A significant inverse correlation between WUE i and LT50 was found for genotypes that showed an increase in WUE i after drought (Fig. 6). Therefore, increased WUE i after drought may be used to select for increased freezing tolerance in Eucalyptus. Our results also suggest that drought will not trigger non-specific cross resistance against other studied environmental factors such as excess light. For instance, photoprotection was not significantly improved in drought treated genotypes. In fact three genotypes (Egn2, Egn3 and Egn4) were more photo-inhibited after drought than under well irrigated control conditions. This is inconsistent with the increase in xanthophyll cicle pigments observed in other E. globulus clones under drought (Shvaleva et al. 2006). There was only one genotype Eg2 that was less photo-inhibited after drought (Fig. 7). No significant correlation was found between NPQs and WUE i , which probably means that even though WUE i increases, stomatal closure does not totally impair photosynthesis. These genotypes may have also enough photoprotective mechanisms to deal with the excess absorbed energy and the over-excitation of PSII imposed by the combined effect of drought and high light, a non-photochemical energy dissipation reported elsewhere in Eucalyptus (Close et al. 2000), or an strong antioxidant system (Costa e Silva et al. 2009).

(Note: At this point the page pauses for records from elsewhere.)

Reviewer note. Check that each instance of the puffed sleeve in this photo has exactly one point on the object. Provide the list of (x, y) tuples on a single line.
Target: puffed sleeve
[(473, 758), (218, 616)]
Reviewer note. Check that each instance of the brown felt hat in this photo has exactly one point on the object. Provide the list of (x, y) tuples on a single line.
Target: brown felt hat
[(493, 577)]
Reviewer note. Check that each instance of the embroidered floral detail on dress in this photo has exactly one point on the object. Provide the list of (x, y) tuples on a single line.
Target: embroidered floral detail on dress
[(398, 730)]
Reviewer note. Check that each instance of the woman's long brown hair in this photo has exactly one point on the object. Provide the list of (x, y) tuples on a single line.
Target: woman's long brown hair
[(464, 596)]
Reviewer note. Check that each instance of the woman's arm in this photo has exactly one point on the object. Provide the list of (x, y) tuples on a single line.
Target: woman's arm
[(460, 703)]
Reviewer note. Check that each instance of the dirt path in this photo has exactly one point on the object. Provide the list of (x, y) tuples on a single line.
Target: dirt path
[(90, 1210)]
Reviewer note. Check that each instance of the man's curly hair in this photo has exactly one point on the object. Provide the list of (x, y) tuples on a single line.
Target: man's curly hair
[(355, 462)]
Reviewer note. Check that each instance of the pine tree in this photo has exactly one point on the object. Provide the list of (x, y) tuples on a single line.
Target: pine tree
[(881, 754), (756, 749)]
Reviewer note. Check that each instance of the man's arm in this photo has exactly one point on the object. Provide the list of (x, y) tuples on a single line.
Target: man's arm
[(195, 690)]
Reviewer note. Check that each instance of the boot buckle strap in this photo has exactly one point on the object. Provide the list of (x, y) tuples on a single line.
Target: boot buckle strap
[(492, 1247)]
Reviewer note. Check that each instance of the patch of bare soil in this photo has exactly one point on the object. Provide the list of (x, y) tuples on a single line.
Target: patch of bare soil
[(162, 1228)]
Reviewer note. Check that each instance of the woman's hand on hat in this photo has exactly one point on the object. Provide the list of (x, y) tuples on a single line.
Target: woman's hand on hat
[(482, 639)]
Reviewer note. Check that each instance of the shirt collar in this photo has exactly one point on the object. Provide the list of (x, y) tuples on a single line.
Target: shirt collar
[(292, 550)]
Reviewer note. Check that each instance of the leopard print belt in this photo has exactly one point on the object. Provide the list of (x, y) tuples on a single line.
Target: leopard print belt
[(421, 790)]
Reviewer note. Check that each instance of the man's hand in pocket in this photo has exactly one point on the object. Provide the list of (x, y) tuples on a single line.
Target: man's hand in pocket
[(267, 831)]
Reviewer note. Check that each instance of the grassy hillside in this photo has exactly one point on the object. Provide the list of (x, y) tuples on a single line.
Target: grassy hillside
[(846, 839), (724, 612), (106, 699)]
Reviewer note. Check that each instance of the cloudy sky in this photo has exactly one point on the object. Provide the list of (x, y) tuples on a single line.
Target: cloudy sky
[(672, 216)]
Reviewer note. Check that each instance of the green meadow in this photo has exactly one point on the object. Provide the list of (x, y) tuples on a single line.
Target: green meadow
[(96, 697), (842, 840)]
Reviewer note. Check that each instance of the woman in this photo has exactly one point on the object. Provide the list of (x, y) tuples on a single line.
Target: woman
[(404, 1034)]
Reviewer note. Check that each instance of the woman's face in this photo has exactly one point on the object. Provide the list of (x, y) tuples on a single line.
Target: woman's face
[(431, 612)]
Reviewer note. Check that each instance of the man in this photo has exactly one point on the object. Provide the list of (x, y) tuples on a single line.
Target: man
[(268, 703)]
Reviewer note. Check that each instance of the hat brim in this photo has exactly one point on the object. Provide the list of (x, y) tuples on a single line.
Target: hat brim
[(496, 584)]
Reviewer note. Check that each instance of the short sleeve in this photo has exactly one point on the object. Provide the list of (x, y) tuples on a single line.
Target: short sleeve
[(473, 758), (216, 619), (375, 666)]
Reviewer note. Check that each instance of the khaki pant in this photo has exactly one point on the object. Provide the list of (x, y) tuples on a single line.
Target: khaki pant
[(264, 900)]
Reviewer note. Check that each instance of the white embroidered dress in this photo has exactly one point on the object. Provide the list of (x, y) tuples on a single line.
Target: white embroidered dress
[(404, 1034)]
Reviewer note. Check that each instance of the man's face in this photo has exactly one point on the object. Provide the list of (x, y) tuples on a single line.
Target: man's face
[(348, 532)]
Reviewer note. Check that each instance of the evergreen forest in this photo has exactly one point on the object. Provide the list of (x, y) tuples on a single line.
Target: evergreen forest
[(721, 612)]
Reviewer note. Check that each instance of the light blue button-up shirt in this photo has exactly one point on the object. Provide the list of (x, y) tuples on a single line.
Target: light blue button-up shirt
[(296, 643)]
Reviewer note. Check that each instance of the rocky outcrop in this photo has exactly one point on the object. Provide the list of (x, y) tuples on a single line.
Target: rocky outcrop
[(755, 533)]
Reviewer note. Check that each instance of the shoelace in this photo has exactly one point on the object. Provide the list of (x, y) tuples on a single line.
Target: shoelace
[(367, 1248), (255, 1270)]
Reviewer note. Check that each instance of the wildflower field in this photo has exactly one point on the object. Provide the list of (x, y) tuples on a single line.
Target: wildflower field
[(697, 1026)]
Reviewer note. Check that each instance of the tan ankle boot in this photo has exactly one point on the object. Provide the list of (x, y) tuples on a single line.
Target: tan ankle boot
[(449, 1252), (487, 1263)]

Obvious differences exist between WUE i and absolute water use efficiency. WUE i is measured at the leaf level and a typical adaptive drought response is leaf abscission, which limits plant transpiration by decreasing total plant leaf area but not necessarily by limiting transpiration per unit of leaf area (Raison et al. 1992; Pook et al. 1997; Williams et al. 1997; Munne-Bosch et al. 2001). This may lead to a completely different scenario when comparing WUE i to absolute WUE, which is based on the whole long term plant response. Therefore, under well irrigated or mild stress, WUE i may vary due to variations in E but leaf photosynthesis may still be high and carbon gain may not be affected (Sinclair et al. 1984; Mokotedi 2010). Regardless WUE i limitations, it is a physiological parameter that can be easily measured. Our results suggest that WUE i is not suitable by itself to select drought tolerant genotypes, but may provide evidence for discarding drought sensitive genotypes. In addition it could provide valuable information to select for freezing tolerance.